No tiene nada de particular que un cargo público vaya a una misa. Los ritos religiosos forman parte de determinados momentos vitales de mucha gente y, a veces, es procedente la presencia de algún representante público. Los que sentimos ya más pena que indignación por el guateque de Covadonga no tenemos ninguna obnubilación antirreligiosa. Hay un problema de principio, y no es menor. Nunca es menor un principio que afecta a los límites de la democracia y nunca es menor un problema heredado de una dictadura y enquistado como una rigidez crónica. La condición laica del Estado es una de esas fronteras que separa la democracia del autoritarismo, igual que la separación de poderes. No hay democracia sin laicidad. Que el Estado sea laico quiere decir simplemente que la labor legislativa no está obligada por dogmas religiosos. Quiere decir que el hecho de que la Iglesia católica prohíba el divorcio no hace que el divorcio sea ilegal. Quiere decir que los obispos pueden opinar y presionar como cualquiera, pero los legisladores que elegimos no tienen obligación legal de hacerles caso. No hay otra democracia que la laica.

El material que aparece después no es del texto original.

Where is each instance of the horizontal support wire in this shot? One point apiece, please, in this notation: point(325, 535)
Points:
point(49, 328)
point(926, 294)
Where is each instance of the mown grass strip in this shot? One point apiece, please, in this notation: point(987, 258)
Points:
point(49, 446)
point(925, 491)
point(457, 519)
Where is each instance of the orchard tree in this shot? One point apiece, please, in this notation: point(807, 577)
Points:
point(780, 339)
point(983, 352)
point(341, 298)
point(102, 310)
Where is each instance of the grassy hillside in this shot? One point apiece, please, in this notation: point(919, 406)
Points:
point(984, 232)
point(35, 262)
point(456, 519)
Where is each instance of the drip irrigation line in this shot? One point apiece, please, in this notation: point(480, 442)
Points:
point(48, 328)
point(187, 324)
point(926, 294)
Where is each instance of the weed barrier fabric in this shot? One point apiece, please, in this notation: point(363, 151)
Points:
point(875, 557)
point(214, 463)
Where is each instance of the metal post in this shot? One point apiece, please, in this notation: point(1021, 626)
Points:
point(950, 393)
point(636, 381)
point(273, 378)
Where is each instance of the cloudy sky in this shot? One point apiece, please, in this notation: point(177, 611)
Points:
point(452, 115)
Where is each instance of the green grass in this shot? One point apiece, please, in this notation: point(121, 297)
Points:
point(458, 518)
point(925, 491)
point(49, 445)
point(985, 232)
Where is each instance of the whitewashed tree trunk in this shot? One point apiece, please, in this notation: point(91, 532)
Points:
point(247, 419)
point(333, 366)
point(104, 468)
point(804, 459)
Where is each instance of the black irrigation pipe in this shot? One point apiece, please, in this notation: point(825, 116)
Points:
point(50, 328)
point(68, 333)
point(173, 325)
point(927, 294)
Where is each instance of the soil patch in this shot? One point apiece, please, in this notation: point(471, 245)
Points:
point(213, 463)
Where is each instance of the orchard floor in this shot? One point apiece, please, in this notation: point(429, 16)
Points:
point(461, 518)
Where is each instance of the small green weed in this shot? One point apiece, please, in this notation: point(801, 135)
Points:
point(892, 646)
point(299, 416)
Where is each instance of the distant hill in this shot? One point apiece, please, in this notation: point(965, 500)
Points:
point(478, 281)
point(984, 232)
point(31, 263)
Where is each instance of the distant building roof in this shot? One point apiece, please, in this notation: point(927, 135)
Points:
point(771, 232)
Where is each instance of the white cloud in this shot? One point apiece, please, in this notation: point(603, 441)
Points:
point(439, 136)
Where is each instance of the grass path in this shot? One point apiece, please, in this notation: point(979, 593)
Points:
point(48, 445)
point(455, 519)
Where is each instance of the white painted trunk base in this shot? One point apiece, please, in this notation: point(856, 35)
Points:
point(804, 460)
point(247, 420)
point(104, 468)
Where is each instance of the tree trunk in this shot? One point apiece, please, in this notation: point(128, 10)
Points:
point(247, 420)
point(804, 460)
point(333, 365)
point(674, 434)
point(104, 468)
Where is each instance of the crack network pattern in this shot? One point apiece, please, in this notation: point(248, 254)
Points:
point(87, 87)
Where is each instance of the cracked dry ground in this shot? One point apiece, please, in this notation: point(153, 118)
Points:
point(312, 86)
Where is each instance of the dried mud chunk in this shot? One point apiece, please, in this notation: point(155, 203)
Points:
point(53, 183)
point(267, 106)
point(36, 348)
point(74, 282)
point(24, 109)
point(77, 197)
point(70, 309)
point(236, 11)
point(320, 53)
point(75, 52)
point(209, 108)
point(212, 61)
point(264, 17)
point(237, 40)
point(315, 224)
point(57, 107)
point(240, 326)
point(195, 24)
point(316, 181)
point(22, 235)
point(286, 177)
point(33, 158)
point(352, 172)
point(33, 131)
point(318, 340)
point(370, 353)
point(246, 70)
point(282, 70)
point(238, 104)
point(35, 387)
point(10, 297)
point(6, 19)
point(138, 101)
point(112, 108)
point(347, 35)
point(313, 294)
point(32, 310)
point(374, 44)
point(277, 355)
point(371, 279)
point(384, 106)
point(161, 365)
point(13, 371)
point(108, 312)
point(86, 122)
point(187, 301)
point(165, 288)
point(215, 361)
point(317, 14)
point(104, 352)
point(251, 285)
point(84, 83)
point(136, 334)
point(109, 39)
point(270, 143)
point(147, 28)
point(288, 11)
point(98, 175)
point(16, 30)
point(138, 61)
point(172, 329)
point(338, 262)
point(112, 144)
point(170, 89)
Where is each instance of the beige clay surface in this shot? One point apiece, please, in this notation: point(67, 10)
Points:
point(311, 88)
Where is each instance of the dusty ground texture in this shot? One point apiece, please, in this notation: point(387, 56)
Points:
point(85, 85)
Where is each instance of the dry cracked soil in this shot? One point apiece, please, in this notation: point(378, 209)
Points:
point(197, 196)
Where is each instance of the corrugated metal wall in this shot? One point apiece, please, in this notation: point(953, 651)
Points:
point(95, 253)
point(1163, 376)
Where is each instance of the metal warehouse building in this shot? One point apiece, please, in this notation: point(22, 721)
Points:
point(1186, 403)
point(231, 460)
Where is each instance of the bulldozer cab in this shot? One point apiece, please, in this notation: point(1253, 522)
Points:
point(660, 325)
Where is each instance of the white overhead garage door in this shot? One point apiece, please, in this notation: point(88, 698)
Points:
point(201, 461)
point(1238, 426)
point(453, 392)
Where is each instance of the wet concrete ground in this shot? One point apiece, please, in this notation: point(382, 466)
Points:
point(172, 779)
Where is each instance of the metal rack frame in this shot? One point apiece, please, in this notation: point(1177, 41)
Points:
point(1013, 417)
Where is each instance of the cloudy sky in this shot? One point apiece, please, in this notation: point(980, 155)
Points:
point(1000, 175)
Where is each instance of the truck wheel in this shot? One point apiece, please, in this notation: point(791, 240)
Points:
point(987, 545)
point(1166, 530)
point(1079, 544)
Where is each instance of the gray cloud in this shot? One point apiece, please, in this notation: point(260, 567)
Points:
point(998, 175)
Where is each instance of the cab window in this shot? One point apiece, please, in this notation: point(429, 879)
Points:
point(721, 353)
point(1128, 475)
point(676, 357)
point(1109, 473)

En Covadonga cada año se confunden de manera indecorosa el Estado y la Iglesia en una estampa que convierte en sainete la representación de Asturias. Se establece una inversión ridícula de las jerarquías, en las que el arzobispo es el que manda, regaña y premia, y los cargos electos los que callan, no vaya a parecer justo en el Día de Asturias que Asturias tiene Gobierno. La Delegación del Gobierno dijo que la homilía del arzobispo fue «desacertada» y hubiera sido mejor que no dijera nada. Cuando el arzobispo puede despachar su intemperancia ultra con palabras que bordearon sin disimulo las consignas más reaccionarias que oímos en los peores momentos, la exquisita contención de la palabra «desacertada» es más una genuflexión temerosa que una réplica contundente.